Além disso, Marcus Bencostta destaca-se também por ser um dos principais autores que discute o processo de implantação dos grupos escolares pelo viés arquitetônico. Utilizando-se de registros fotográficos e plantas dos prédios escolares, o autor tenta desnudar os variados discursos imbuídos na disseminação da escola graduada no Paraná. Com ele apresenta as mudanças ocorridas no início do século XX no sentido de pensar, debater e destinar espaços específicos para a escola primária (BENCOSTTA, 2005, p. 134)

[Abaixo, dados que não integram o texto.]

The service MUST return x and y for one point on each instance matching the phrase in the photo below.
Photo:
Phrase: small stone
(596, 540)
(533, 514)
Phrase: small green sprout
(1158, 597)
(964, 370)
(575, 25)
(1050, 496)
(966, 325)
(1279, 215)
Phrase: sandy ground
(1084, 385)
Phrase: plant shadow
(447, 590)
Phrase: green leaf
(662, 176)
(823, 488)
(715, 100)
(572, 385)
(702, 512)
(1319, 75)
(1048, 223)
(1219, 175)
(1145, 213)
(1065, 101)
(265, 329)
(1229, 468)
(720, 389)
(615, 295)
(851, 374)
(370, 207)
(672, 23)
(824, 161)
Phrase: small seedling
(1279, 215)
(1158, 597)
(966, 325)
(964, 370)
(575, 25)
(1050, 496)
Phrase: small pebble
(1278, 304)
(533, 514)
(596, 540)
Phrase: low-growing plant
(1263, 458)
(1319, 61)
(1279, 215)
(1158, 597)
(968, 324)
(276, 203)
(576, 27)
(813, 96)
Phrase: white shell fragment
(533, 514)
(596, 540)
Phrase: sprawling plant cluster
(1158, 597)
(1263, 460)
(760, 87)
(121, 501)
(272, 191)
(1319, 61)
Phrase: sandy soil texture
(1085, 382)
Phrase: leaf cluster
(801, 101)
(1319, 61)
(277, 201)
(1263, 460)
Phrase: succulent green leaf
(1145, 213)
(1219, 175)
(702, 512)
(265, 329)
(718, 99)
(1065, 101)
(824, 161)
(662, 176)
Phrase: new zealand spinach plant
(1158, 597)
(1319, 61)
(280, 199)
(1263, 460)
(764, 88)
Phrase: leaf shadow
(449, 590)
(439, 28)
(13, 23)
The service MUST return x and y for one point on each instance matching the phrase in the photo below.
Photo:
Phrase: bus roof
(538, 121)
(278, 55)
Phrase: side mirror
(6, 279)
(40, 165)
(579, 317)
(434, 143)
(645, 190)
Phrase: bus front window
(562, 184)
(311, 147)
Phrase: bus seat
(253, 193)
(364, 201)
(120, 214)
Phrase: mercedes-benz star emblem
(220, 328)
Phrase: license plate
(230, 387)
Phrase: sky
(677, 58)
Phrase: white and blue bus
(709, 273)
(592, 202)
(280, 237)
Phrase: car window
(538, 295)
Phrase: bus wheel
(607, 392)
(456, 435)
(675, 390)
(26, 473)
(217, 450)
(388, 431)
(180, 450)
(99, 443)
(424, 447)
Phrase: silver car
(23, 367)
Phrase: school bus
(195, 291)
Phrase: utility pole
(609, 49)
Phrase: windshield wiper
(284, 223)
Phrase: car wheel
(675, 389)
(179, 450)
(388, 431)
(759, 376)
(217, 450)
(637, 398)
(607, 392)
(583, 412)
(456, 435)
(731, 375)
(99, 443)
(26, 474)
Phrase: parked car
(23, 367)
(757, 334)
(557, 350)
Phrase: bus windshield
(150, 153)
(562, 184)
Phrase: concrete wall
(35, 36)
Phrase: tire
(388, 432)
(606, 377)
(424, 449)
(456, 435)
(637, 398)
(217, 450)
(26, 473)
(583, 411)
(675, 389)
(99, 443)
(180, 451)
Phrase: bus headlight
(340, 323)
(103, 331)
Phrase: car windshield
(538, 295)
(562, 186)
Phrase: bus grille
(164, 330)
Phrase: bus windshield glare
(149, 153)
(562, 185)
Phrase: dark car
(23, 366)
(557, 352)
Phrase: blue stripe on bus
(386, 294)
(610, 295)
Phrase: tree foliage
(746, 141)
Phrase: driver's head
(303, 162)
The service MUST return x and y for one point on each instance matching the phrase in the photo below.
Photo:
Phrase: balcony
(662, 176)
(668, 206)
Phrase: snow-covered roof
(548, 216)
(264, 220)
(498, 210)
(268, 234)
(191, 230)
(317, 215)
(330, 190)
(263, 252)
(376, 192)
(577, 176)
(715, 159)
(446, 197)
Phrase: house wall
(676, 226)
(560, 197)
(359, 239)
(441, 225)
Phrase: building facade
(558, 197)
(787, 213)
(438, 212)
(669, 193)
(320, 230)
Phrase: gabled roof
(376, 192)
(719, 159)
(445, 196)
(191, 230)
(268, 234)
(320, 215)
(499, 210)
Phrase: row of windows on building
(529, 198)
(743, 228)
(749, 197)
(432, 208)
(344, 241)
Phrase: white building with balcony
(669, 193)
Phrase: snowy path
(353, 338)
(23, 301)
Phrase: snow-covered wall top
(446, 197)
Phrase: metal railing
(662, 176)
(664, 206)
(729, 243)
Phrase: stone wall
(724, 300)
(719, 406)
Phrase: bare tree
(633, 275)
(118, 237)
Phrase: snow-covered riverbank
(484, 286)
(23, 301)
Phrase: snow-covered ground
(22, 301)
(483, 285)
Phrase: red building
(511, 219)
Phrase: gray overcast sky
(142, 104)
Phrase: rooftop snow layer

Neste sentido, pode-se perceber que os estudos acerca dos grupos escolares são marcados pela diversidade, tanto no aspecto geográfico como em relação aos enfoques. Neste estudo citamos alguns exemplares de pesquisas que tiveram como foco central a emergência desse tipo de instituição. Todavia, é preciso lembrar que a bibliografia referente à temática é vasta e não para de suscitar novos estudos. Esgotar os estudos referentes à temática já parece tarefa improvável. Pesquisadores de diferentes universidades do país lançam seus olhares sobre os grupos. Na pesquisa em História da Educação parece que estamos entrando na “Era dos grupos escolares”.